The British pound has bounced slightly during Good Friday, but obviously liquidity would be a major issue. Simply put, we can’t put any thought into the way the day traded as speculation would’ve been nonexistent, and it simply would have been necessary transactions of international companies at best.
The importance of 1.30
You should never ignore the importance of round, psychologically significant numbers, because these large numbers tend to attract a lot of attention. While it does seem a bit foolish, a lot of large numbers attract a lot of order flow. As you can see on the chart, the 1.13 level has been important more than once, and has kept the British pound afloat. However, it’s hard to ignore the fact that there is a significant downtrend line above that is forming a descending triangle. It is because of this that the 1.30 level has found itself to be even more important going forward.
If we break down below the 1.2950 level I would consider this area broken, and likely to open the market to much lower levels. You can see that I have a line drawn from there, reaching down towards the previous downtrend line that we have broken out of. The 1.27 level is the beginning of significant support, but we also have the 100% Fibonacci retracement level of the most recent move at the 1.28 level. That being said, the line does suggest the measured move that we could be looking towards. If we break the 1.30 level decidedly on a daily chart, these are all levels that we could be looking towards.
GBP/USD daily
No catalyst for British pound strength
It’s very likely that this pattern is a simple representation of how the market is losing volume and quite frankly interests. The extension of the Brexit for another six months means that we need to wait and see whether or not we can get a deal done before putting money to work in this pair. Beyond that, the US dollar has been strengthening in general, so we could continue to see a bit of downward pressure. This isn’t to say that we can’t bounce, obviously we can but right now it looks more likely to go down than up.

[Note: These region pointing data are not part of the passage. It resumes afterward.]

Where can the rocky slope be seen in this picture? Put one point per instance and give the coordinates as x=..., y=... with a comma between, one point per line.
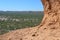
x=49, y=29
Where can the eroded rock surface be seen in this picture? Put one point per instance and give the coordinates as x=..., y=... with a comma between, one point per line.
x=49, y=29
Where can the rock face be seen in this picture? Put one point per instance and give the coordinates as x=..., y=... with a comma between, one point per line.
x=49, y=29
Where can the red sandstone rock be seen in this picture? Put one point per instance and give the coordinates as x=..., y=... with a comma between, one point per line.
x=49, y=29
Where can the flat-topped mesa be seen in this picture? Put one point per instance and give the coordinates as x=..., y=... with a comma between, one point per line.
x=51, y=12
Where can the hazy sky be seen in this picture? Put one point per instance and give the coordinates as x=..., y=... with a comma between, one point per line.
x=21, y=5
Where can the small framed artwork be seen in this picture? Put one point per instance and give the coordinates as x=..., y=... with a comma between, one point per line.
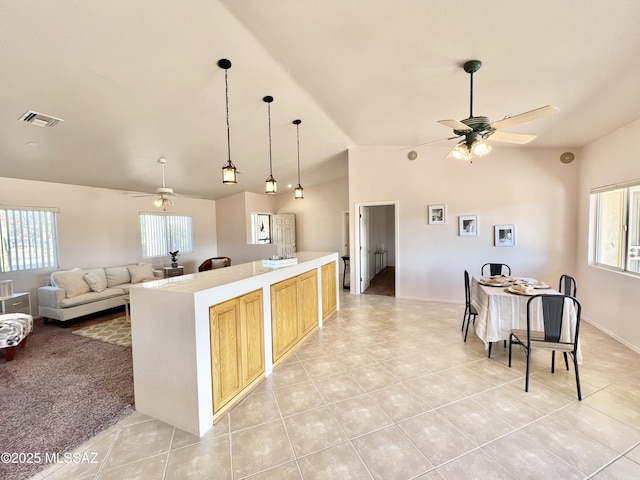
x=505, y=235
x=437, y=215
x=468, y=225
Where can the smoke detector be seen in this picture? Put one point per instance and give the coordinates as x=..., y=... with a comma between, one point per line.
x=39, y=119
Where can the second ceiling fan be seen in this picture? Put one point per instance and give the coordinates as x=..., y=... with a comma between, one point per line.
x=477, y=129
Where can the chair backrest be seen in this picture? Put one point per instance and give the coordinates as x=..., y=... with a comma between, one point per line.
x=467, y=289
x=568, y=285
x=213, y=263
x=553, y=316
x=495, y=268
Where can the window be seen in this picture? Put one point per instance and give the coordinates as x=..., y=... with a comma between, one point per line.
x=163, y=233
x=617, y=227
x=29, y=238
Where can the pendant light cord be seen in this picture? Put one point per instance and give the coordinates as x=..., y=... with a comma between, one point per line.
x=270, y=163
x=298, y=139
x=226, y=96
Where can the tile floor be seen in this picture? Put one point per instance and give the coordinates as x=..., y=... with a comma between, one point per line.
x=388, y=390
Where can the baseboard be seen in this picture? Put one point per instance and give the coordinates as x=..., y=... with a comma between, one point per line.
x=611, y=334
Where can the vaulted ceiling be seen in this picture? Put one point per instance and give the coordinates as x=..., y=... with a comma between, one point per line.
x=135, y=80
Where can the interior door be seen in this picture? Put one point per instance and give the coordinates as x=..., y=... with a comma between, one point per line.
x=364, y=249
x=284, y=233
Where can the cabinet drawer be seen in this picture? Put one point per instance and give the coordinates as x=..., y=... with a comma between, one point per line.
x=17, y=305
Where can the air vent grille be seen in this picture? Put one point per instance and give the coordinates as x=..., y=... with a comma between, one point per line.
x=40, y=119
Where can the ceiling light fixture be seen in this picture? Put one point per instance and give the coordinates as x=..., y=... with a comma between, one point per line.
x=466, y=149
x=164, y=201
x=299, y=191
x=271, y=186
x=229, y=174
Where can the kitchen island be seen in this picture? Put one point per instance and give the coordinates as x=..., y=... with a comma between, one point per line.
x=202, y=341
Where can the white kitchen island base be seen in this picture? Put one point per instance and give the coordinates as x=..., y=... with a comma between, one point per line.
x=171, y=334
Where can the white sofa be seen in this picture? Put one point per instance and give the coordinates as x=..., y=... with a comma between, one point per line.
x=77, y=292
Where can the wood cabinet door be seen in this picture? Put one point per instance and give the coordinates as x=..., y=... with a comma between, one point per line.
x=329, y=304
x=252, y=340
x=308, y=301
x=226, y=371
x=284, y=316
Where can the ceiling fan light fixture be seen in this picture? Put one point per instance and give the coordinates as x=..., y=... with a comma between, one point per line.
x=229, y=173
x=461, y=152
x=163, y=202
x=480, y=148
x=271, y=186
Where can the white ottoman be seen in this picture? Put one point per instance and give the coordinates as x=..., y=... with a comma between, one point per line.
x=14, y=328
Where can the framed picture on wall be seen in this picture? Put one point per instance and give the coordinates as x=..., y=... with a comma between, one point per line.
x=468, y=225
x=437, y=215
x=505, y=235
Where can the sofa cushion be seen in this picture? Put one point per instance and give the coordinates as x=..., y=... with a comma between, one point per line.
x=141, y=272
x=72, y=281
x=117, y=276
x=91, y=297
x=96, y=282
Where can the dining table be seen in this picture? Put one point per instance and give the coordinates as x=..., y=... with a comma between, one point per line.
x=502, y=306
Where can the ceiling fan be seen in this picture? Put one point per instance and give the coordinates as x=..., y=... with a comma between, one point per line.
x=164, y=193
x=477, y=129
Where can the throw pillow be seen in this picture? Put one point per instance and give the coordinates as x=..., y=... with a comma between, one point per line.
x=117, y=276
x=141, y=272
x=72, y=281
x=94, y=281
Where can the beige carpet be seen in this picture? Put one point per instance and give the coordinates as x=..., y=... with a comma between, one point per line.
x=116, y=331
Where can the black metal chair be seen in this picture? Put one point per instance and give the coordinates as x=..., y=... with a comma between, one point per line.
x=496, y=269
x=549, y=338
x=568, y=285
x=469, y=310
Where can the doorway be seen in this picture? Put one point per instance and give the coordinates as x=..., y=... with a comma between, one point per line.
x=374, y=252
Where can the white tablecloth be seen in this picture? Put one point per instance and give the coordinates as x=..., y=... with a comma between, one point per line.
x=500, y=311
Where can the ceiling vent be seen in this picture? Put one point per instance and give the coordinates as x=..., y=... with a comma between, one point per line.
x=40, y=119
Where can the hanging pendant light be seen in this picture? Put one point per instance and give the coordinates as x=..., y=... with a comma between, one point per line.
x=229, y=174
x=271, y=186
x=299, y=191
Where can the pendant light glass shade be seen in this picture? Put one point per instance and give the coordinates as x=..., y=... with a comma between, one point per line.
x=271, y=185
x=299, y=191
x=229, y=174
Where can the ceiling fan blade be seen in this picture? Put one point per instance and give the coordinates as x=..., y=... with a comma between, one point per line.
x=450, y=153
x=137, y=194
x=455, y=125
x=509, y=137
x=429, y=143
x=526, y=117
x=184, y=195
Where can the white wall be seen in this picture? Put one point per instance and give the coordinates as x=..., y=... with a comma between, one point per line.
x=99, y=227
x=233, y=220
x=529, y=188
x=609, y=299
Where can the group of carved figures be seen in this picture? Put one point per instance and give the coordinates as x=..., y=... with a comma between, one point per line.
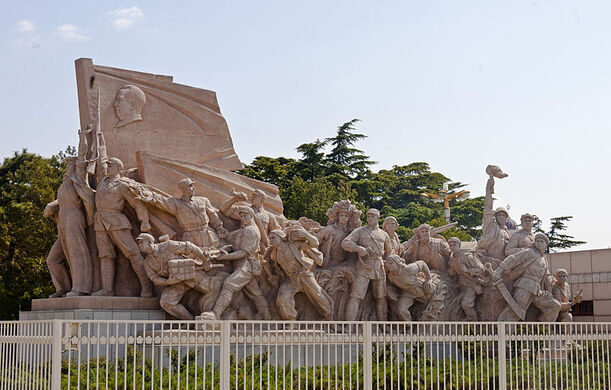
x=268, y=267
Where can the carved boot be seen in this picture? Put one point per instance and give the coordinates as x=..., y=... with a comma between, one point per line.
x=222, y=302
x=146, y=290
x=107, y=275
x=262, y=308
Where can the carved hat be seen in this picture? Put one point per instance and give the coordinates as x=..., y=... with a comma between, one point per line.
x=145, y=237
x=543, y=236
x=115, y=161
x=501, y=210
x=245, y=210
x=184, y=183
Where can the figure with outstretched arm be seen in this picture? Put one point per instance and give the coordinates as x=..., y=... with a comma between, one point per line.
x=112, y=228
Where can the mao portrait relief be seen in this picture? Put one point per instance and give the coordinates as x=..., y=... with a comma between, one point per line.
x=128, y=105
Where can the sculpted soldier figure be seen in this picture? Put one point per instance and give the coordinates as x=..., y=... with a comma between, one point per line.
x=494, y=233
x=344, y=217
x=413, y=279
x=469, y=270
x=112, y=228
x=73, y=210
x=372, y=245
x=523, y=238
x=157, y=268
x=390, y=226
x=562, y=293
x=434, y=251
x=265, y=221
x=194, y=214
x=246, y=267
x=287, y=252
x=531, y=268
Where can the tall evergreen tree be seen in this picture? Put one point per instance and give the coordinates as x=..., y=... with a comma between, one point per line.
x=343, y=158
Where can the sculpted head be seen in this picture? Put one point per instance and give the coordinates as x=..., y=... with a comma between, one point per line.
x=345, y=214
x=561, y=276
x=276, y=237
x=258, y=198
x=246, y=215
x=187, y=189
x=145, y=243
x=424, y=232
x=114, y=166
x=527, y=221
x=128, y=105
x=373, y=217
x=501, y=215
x=390, y=224
x=541, y=242
x=454, y=244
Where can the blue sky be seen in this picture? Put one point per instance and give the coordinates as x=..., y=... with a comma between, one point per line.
x=458, y=84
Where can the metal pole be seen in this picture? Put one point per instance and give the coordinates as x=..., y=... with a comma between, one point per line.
x=367, y=352
x=56, y=355
x=224, y=358
x=502, y=357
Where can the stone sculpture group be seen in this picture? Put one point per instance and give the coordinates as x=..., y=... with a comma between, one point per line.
x=239, y=260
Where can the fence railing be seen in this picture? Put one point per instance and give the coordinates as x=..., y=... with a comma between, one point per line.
x=76, y=354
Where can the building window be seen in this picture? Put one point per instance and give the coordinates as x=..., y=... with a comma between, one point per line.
x=584, y=308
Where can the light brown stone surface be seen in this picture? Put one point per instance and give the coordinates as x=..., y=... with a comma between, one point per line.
x=89, y=302
x=177, y=121
x=214, y=183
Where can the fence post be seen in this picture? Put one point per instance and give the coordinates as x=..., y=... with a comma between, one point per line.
x=56, y=355
x=225, y=349
x=367, y=358
x=502, y=346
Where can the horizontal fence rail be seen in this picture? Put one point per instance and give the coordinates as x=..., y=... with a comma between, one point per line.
x=81, y=354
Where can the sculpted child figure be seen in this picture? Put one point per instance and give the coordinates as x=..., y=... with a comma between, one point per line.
x=112, y=228
x=245, y=245
x=290, y=254
x=156, y=264
x=372, y=245
x=73, y=210
x=469, y=270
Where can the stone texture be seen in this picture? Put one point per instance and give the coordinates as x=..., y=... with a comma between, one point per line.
x=97, y=303
x=177, y=121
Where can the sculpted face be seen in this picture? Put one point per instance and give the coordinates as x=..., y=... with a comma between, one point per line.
x=540, y=244
x=145, y=246
x=257, y=201
x=123, y=108
x=372, y=219
x=188, y=190
x=343, y=218
x=275, y=240
x=501, y=218
x=391, y=226
x=527, y=223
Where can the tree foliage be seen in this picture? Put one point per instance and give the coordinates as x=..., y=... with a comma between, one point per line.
x=27, y=183
x=335, y=169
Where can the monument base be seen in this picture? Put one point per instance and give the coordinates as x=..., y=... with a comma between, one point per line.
x=94, y=308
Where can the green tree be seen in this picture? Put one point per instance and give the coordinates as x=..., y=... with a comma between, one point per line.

If we do finally get some type of resolution to the Brexit situation or at least assigned that we are moving forward, then it’s very likely that the British pound will hit a bit of a boost. Until then, it’s very likely that we just simply drift lower after the break out. It’s not very likely that we see some type of major meltdown, just that there’s no reason to buy this market.
The main take away
While it does look very negative, the reality is that we don’t necessarily have to sell signal quite yet. If we do break down then it’s very likely that we will go lower. The alternate scenario is that we break the downtrend line drawn in the triangle, which could open up a move higher, but it’s probably capped at the 1.3350 level which has been significant resistance as of late. In fact, we won’t be able to get above there without that Brexit deal. Again, it’s more likely that we drift lower than anything else.